[HN Gopher] Extracting Objects Recursively with Jq
___________________________________________________________________
Extracting Objects Recursively with Jq
Author : edward
Score : 187 points
Date : 2021-08-01 14:59 UTC (8 hours ago)
(HTM) web link (til.simonwillison.net)
(TXT) w3m dump (til.simonwillison.net)
| tejtm wrote:
| To better appreciate the structure of the document the author is
| dealing with (and to cast a bit of light on which words are
| variables in the document and which are `jq` syntax.
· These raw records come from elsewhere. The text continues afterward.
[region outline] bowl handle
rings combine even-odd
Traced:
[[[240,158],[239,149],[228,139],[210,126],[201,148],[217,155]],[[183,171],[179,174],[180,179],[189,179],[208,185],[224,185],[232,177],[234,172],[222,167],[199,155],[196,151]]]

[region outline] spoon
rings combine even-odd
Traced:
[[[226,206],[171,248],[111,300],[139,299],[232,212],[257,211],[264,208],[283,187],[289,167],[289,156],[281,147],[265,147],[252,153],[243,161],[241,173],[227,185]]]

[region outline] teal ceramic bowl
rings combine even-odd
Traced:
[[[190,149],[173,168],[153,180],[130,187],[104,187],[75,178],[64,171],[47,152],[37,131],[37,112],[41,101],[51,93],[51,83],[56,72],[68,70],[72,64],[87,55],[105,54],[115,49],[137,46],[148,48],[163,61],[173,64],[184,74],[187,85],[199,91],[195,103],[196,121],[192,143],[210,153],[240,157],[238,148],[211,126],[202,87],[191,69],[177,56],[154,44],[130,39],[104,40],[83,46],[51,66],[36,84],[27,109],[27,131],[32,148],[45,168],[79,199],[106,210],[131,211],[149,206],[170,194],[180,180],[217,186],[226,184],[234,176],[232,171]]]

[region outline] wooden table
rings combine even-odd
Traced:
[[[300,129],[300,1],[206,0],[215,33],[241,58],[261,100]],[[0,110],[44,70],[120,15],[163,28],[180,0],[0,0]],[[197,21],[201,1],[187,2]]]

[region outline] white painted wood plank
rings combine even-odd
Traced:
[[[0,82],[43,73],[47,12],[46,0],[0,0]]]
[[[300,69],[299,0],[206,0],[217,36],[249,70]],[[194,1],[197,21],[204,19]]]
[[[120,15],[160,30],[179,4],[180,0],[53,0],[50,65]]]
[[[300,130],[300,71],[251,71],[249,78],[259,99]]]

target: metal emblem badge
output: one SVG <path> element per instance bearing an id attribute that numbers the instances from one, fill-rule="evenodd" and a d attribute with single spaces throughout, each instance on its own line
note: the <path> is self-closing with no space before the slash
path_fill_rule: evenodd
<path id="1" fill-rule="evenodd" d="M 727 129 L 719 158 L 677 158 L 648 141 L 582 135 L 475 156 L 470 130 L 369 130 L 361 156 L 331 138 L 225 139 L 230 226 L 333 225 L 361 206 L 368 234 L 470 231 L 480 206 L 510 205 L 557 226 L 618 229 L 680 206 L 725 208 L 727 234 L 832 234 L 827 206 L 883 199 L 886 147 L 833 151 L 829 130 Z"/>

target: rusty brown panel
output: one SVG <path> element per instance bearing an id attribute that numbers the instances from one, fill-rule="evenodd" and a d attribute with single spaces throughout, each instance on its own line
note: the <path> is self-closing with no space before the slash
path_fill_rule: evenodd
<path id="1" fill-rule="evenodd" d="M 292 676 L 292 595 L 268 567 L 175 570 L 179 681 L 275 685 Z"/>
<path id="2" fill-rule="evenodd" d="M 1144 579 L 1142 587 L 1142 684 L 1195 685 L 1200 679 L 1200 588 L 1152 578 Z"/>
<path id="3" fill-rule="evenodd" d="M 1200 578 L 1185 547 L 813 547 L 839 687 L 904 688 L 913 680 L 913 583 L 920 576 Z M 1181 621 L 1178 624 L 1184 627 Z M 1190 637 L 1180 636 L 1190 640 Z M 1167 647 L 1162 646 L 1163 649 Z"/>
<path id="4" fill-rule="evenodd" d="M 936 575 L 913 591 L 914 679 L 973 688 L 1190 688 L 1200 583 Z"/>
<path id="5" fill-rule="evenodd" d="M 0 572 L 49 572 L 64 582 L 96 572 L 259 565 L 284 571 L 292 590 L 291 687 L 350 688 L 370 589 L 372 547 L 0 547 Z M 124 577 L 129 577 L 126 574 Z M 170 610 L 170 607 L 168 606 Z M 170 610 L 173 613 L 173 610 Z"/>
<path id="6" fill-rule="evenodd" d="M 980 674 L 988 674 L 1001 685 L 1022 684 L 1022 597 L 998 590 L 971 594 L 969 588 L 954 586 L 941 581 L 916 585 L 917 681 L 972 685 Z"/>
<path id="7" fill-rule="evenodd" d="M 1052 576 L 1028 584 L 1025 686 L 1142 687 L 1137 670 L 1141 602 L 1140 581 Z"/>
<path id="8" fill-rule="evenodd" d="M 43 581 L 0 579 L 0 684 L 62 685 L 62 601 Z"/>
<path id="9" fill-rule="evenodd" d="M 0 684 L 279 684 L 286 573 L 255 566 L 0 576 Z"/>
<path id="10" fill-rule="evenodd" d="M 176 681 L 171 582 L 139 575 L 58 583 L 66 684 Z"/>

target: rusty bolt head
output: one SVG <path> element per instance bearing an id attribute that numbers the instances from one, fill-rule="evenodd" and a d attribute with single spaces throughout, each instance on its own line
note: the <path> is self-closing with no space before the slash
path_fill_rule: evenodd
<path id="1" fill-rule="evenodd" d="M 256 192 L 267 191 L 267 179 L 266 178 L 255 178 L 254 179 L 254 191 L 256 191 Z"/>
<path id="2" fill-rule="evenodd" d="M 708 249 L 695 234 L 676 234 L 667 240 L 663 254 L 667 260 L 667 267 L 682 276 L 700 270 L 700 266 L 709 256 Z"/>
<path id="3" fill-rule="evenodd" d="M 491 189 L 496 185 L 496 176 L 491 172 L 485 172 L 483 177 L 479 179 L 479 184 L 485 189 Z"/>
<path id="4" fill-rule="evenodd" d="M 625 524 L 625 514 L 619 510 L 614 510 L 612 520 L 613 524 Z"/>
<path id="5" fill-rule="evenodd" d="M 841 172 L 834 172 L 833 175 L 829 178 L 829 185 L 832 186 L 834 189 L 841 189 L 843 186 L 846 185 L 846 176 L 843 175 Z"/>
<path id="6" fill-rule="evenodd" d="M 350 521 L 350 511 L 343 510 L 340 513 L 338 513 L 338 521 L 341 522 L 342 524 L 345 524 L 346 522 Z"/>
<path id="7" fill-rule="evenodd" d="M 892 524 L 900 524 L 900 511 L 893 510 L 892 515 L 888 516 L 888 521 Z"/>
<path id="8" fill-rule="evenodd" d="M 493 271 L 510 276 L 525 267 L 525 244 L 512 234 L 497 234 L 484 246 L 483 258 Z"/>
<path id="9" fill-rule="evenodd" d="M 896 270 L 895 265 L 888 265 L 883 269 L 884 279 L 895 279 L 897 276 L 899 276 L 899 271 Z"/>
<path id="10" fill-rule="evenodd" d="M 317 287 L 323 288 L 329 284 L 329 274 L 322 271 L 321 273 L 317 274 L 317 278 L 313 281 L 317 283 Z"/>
I offer a
| shameless plug to a one liner
|
| well, I would but the result is "too long for a HN comment" so
| here a bunch is sniped out of the middle (unedited the result
| would currently be 140 lines) curl -s
| https://hn.algolia.com/api/v1/items/27941108 |
| ~/bin/json2jqpath.jq . .author .children
| .children|.[] .children|.[]|.author
| .children|.[]|.children .children|.[]|.children|.[]
| .children|.[]|.children|.[]|.author
| .children|.[]|.children|.[]|.children
| .children|.[]|.children|.[]|.children|.[]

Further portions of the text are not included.